Close

TI-86 Logic Analysis

A project log for Vintage Z80 palmtop compy hackery (TI-86)

It even has a keyboard!

eric-hertzEric Hertz 09/03/2021 at 18:100 Comments

whelp... I managed to speed up the sampling rate dramatically...

My signal is /supposed/ to toggle (or not) at 8us intervals...

My original sampling code took 39T-States per sample, or at 6MHz 6.5us/sample... IF I understand the z80 right...

The new code doesn't use a loop. INIR takes 21T states for each of 256 samples until the last one where it takes 5 fewer, since it doesn't repeat/loop itself.

So, presumably (I have Very Little to go on, here) if I insert a 5 T-State "NOP" between calls to INIR, then samples would be perfectly spaced in time, even crossing from sample 256 to sample 257. Thus each sample now takes 21 T-States, or 3.5us (at 6MHz). Right?
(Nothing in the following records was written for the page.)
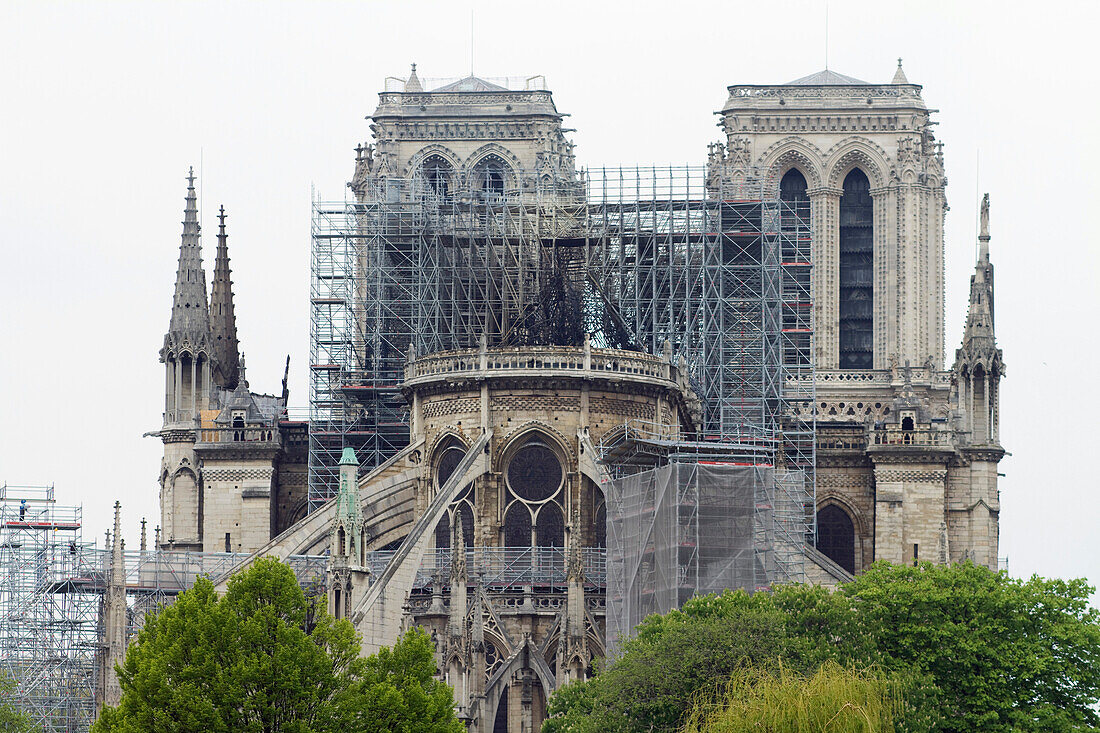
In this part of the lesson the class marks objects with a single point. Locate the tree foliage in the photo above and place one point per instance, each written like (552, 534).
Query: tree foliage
(12, 719)
(835, 699)
(1004, 654)
(263, 658)
(972, 649)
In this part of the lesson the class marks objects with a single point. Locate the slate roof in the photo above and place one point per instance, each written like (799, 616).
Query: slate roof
(825, 78)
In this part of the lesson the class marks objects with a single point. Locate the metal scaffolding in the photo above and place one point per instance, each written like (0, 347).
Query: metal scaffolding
(633, 256)
(693, 527)
(52, 590)
(47, 624)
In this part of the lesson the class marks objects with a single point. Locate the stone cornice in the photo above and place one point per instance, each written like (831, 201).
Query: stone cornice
(992, 453)
(238, 473)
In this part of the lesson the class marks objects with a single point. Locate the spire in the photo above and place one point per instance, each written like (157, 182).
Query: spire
(414, 83)
(979, 335)
(349, 515)
(118, 570)
(222, 318)
(899, 75)
(189, 328)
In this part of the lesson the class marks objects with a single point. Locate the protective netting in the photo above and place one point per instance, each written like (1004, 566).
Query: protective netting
(691, 528)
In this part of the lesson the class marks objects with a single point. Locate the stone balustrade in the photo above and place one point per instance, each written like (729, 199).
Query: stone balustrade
(897, 437)
(239, 435)
(570, 360)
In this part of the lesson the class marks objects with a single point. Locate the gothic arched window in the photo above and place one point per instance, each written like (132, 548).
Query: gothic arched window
(550, 528)
(491, 176)
(601, 527)
(517, 526)
(535, 480)
(836, 536)
(462, 506)
(857, 261)
(792, 186)
(437, 173)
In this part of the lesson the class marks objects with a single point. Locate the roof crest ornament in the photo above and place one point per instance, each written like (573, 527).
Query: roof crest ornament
(899, 75)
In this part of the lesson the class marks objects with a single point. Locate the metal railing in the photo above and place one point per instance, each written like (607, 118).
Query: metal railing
(897, 437)
(502, 567)
(539, 358)
(240, 435)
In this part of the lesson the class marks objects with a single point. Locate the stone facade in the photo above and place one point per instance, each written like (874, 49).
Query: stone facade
(233, 469)
(906, 450)
(519, 612)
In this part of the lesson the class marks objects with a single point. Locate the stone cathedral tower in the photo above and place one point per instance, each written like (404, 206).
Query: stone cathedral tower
(233, 468)
(906, 451)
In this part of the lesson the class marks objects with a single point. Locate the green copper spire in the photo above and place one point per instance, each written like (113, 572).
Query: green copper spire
(348, 523)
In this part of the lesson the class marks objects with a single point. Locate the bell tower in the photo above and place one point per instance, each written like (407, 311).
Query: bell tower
(187, 354)
(976, 381)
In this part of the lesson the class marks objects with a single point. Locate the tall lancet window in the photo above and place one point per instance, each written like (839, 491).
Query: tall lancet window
(857, 260)
(792, 186)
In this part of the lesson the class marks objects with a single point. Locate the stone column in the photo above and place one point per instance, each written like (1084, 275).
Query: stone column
(994, 419)
(825, 220)
(986, 413)
(168, 367)
(888, 276)
(194, 395)
(179, 391)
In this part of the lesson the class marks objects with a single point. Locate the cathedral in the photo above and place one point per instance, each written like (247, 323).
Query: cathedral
(498, 444)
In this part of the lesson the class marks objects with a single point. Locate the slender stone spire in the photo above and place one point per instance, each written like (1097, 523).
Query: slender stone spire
(189, 329)
(349, 515)
(899, 75)
(979, 323)
(222, 317)
(414, 83)
(112, 641)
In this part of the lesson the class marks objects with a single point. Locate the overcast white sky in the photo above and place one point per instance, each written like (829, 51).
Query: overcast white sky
(103, 106)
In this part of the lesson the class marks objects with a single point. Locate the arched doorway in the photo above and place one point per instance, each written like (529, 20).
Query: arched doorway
(836, 536)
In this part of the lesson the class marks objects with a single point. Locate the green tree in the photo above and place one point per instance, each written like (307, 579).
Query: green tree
(835, 699)
(12, 719)
(264, 658)
(680, 655)
(1004, 654)
(972, 649)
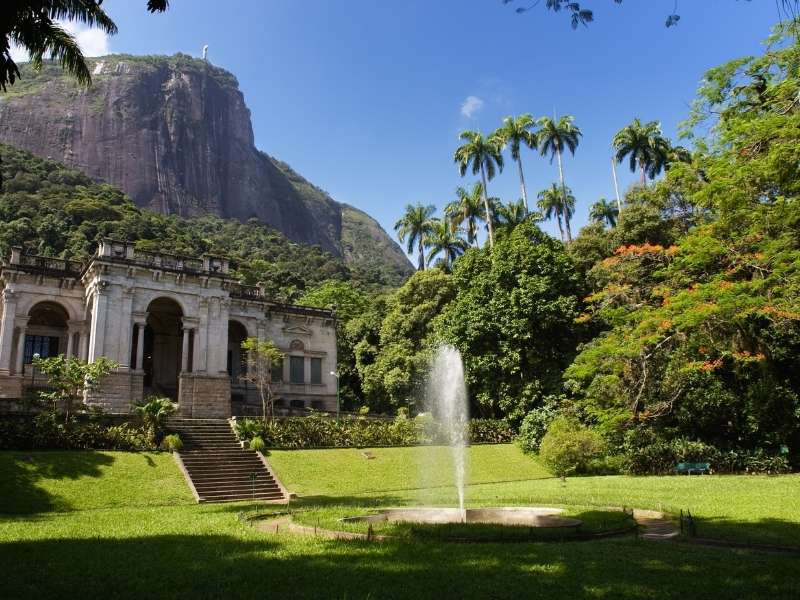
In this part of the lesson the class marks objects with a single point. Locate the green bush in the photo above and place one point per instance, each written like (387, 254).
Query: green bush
(257, 444)
(172, 442)
(534, 426)
(47, 432)
(490, 431)
(647, 454)
(154, 412)
(568, 447)
(321, 431)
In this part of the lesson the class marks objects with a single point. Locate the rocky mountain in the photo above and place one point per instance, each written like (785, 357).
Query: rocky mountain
(174, 133)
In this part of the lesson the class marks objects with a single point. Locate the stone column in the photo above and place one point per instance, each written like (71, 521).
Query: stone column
(7, 330)
(22, 323)
(125, 330)
(83, 344)
(139, 346)
(185, 350)
(97, 336)
(201, 338)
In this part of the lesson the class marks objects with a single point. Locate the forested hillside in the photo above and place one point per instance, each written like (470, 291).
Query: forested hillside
(671, 329)
(52, 210)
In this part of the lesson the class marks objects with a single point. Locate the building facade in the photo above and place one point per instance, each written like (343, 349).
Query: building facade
(174, 325)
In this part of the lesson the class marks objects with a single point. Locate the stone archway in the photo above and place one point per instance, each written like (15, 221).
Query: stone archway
(237, 333)
(163, 348)
(46, 333)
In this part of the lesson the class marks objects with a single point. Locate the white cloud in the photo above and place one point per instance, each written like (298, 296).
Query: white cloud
(471, 105)
(93, 42)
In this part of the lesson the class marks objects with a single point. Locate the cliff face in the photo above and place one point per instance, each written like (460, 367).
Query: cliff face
(175, 134)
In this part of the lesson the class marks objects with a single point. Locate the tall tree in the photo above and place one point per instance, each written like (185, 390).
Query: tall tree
(551, 205)
(468, 208)
(33, 25)
(554, 138)
(516, 133)
(512, 214)
(645, 147)
(413, 226)
(446, 240)
(481, 155)
(604, 211)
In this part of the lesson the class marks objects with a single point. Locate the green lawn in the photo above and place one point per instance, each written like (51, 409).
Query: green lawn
(746, 508)
(116, 525)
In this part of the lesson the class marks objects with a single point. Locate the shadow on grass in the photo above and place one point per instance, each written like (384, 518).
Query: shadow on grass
(20, 473)
(776, 532)
(218, 566)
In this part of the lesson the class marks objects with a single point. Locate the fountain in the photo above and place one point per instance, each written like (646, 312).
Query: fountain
(447, 395)
(447, 401)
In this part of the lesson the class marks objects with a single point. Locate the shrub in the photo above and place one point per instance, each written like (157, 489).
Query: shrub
(534, 426)
(154, 412)
(257, 444)
(490, 431)
(568, 447)
(47, 432)
(172, 442)
(321, 431)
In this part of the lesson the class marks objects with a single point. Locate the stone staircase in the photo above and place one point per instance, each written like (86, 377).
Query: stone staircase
(218, 468)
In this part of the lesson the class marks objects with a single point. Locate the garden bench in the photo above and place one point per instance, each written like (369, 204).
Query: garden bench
(689, 468)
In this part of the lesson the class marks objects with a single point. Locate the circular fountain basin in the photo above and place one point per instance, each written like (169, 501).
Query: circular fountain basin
(519, 516)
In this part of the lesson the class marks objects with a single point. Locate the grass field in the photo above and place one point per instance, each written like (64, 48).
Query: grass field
(117, 525)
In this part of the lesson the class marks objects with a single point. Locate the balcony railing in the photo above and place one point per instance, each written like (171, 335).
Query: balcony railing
(167, 261)
(47, 265)
(245, 292)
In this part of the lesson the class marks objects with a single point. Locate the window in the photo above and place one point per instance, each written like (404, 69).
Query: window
(297, 369)
(316, 370)
(43, 345)
(277, 371)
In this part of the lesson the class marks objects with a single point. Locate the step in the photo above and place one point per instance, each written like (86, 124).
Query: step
(213, 488)
(234, 497)
(229, 481)
(247, 470)
(212, 463)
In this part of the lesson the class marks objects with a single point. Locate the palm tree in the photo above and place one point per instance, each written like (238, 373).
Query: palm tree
(557, 203)
(512, 214)
(482, 155)
(467, 208)
(516, 133)
(414, 225)
(645, 147)
(554, 138)
(604, 211)
(33, 25)
(446, 240)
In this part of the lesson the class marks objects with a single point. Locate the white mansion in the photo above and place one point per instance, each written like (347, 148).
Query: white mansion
(173, 324)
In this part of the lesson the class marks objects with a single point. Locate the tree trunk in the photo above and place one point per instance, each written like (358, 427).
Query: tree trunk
(564, 194)
(616, 183)
(488, 210)
(560, 227)
(522, 186)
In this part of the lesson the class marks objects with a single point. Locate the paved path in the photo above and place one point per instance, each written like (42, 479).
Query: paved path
(655, 525)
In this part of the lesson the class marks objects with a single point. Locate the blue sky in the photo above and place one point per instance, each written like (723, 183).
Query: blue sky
(365, 97)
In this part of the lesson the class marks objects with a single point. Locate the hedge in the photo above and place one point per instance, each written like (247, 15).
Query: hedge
(319, 431)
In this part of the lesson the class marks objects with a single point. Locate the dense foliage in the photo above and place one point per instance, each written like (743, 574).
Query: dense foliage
(700, 308)
(49, 432)
(319, 431)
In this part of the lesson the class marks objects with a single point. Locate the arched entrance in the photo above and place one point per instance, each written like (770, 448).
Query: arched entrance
(236, 356)
(46, 333)
(163, 346)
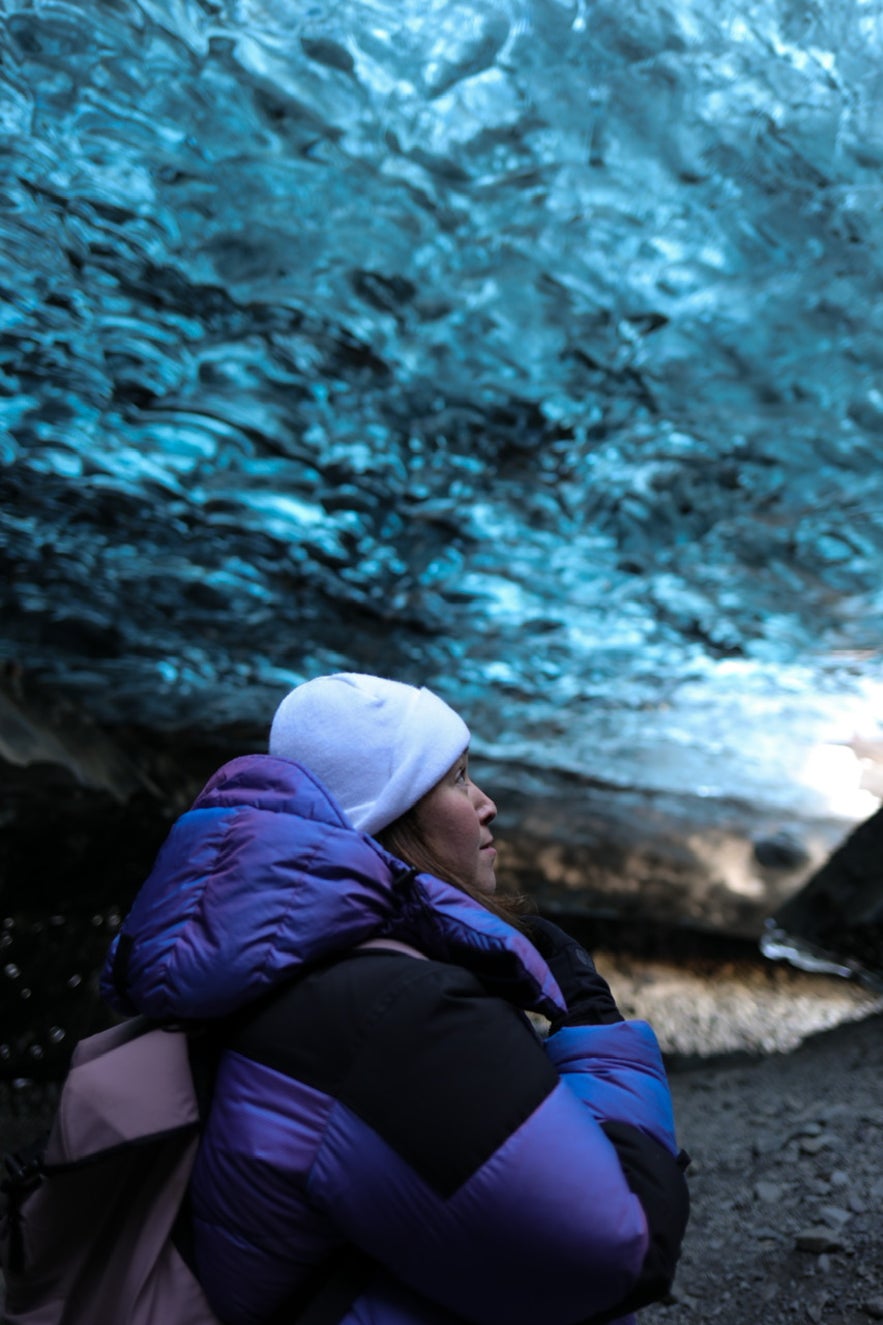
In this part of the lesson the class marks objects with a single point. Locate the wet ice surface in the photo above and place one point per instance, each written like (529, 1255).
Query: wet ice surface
(529, 347)
(702, 1008)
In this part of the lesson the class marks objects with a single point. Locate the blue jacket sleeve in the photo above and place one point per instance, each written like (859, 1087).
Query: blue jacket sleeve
(548, 1223)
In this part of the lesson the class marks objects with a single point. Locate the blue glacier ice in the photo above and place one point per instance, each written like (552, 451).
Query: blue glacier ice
(529, 349)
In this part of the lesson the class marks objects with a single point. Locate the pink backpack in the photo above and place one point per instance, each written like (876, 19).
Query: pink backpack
(88, 1234)
(90, 1242)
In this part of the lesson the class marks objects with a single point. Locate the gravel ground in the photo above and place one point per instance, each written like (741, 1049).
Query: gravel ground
(777, 1079)
(786, 1185)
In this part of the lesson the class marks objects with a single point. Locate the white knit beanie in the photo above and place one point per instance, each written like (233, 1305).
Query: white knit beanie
(377, 745)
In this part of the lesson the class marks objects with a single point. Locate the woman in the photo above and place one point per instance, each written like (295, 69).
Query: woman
(381, 1085)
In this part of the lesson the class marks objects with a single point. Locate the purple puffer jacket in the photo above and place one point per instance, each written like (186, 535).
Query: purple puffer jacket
(534, 1222)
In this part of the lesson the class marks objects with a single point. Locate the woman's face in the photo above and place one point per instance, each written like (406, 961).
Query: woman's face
(454, 822)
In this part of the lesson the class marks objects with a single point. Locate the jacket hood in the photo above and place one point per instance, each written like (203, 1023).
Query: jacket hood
(264, 876)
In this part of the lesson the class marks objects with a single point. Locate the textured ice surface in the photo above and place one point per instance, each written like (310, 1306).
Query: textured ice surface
(530, 349)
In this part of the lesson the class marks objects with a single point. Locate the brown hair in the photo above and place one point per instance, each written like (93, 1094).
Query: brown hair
(403, 839)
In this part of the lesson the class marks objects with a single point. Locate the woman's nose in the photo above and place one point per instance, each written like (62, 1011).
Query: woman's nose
(484, 806)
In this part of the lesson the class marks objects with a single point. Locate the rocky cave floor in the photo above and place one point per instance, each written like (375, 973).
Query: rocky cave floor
(786, 1179)
(785, 1128)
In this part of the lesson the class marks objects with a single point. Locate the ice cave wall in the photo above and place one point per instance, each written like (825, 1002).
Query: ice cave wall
(527, 349)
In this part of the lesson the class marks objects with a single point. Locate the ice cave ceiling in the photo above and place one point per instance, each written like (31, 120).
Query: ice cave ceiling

Now, at 3.5us/sample and 8us signals, each high or low should be /at least/ 2 samples, right? I mean, even if it's as they say and the TI-86's clock speed decreases with the batteries, still hard to imagine it'd slow too dramatically... 2+ samples per high/low still seems pretty reasonable... right? And, /surely/ the clock rate doesn't vary dramatically between cycles, right?

But... Apparently.... 

There are still /many/ single-sample highs and lows, some even back-to-back!

...

I'm at a bit of a loss... theories abound, but testing them all would be quite an undertaking. Especially since documentation on this protocol is /sparse/.

The other factor is that this may not really serve my end-goal. Theory there, allegedly, goes that since this particular signal bus is always chattering, rather than only responding to requests from the external device (i.e. my calculator), there must be another signal bus for the latter purpose.

Now, there /is/ wiring for that... but, as I said, documentation has been sparse, and since it'd only speak when spoken-to, I have to figure out /how/ to speak to it in the first place! And, of course, /presume/ that whatever I come up with actually "sounds" like what I think it should to the other device. Did I mention that this second bus uses a different protocol entirely?

So, there's that...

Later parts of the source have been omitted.